Sometimes, the way mobile apps are designed aids criminals in their endeavours. Take email applications as an example. On a desktop PC, users can inspect links contained within an email by hovering over them with the cursor. This will display the URL, helping the user to determine whether a link is legitimate or not. On a mobile device a mechanism for inspecting a URL exists (pressing and holding the link), but many users are unaware of this, leading to increased likelihood of users ending up on a malicious site.

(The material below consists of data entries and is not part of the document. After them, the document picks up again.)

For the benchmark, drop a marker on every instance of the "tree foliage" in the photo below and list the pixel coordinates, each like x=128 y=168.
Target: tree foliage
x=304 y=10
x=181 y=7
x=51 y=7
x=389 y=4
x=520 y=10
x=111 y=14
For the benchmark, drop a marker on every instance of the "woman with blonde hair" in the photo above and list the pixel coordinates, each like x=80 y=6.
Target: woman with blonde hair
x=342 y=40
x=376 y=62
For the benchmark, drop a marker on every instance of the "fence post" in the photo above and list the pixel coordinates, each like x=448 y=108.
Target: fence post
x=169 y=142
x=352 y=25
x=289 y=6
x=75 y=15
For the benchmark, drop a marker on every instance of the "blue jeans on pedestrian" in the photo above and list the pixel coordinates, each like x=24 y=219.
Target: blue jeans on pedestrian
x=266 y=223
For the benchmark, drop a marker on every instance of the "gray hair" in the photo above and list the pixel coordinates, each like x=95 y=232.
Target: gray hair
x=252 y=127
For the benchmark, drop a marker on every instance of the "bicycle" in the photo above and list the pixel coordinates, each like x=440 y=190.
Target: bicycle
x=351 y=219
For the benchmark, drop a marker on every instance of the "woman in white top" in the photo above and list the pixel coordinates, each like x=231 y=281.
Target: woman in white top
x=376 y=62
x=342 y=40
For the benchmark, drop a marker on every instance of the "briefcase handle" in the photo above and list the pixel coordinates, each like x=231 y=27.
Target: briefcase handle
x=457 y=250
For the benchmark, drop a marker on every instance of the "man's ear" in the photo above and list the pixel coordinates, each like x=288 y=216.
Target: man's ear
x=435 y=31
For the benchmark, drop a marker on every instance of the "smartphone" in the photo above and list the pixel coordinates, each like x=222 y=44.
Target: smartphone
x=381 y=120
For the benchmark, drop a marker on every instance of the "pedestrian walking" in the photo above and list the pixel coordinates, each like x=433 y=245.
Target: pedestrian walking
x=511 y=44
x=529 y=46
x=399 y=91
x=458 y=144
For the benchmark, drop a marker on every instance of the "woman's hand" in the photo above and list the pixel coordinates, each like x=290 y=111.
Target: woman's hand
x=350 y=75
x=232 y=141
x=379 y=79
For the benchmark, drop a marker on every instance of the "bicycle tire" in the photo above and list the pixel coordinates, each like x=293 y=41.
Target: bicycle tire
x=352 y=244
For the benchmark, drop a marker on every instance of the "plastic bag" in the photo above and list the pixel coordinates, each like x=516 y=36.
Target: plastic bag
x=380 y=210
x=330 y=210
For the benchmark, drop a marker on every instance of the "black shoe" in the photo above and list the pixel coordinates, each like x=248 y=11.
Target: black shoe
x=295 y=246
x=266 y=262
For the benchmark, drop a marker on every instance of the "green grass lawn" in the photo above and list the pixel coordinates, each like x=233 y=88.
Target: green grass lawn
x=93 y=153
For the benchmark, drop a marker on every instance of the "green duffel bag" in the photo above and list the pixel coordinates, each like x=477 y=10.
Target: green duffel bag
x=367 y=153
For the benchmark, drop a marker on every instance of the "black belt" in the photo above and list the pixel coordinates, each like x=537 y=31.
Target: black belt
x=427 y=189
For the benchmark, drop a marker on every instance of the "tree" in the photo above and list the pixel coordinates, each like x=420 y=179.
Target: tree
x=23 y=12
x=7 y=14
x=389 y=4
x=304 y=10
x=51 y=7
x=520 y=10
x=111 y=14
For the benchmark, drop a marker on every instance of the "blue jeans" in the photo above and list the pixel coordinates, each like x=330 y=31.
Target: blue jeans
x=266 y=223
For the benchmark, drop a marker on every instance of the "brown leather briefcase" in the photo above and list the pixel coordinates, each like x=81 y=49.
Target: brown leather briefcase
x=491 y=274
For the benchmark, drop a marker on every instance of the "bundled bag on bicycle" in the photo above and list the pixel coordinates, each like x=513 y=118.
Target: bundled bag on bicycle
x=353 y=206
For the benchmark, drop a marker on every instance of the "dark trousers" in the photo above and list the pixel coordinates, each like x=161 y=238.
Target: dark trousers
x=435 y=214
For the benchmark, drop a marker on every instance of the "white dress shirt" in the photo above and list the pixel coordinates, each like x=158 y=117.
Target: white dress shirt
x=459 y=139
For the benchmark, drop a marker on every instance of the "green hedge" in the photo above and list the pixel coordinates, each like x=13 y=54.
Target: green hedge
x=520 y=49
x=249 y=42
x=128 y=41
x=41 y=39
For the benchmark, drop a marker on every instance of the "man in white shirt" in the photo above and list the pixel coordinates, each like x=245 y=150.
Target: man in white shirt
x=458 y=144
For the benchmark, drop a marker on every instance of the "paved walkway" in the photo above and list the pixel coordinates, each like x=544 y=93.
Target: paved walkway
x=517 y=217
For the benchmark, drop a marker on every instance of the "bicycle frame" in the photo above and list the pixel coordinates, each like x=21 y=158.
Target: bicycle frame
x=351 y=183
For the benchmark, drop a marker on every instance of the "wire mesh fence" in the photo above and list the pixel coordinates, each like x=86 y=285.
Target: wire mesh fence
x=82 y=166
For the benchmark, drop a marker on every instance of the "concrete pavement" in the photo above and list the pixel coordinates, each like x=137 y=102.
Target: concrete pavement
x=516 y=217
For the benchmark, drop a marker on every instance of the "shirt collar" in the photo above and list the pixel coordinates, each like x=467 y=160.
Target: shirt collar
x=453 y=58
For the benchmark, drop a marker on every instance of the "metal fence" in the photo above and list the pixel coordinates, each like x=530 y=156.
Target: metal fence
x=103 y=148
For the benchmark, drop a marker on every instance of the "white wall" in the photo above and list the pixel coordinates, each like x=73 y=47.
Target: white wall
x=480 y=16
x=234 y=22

Mobile devices present more opportunities for scammers
When using desktop computers, employees typically use email as their primary method of communication, perhaps in combination with a communication app like Microsoft Teams. Mobile devices however, often carry a myriad of internet-connected apps ranging from social networking and instant messaging platforms to productivity tools, news apps and games. While some of these apps may not seem like an obvious choice for phishing scammers, it’s important to remember that these are opportunistic criminals who’ll exploit any platform that contains messaging functionality to get in front of their victims.
Additionally, mobile phones are used to send and receive text messages, giving attackers another pathway through a practice known as ‘smishing.’ This technique has gained popularity in recent years, with Ofcom research finding that 7 in 10 people encountered a text-based scam in 2021.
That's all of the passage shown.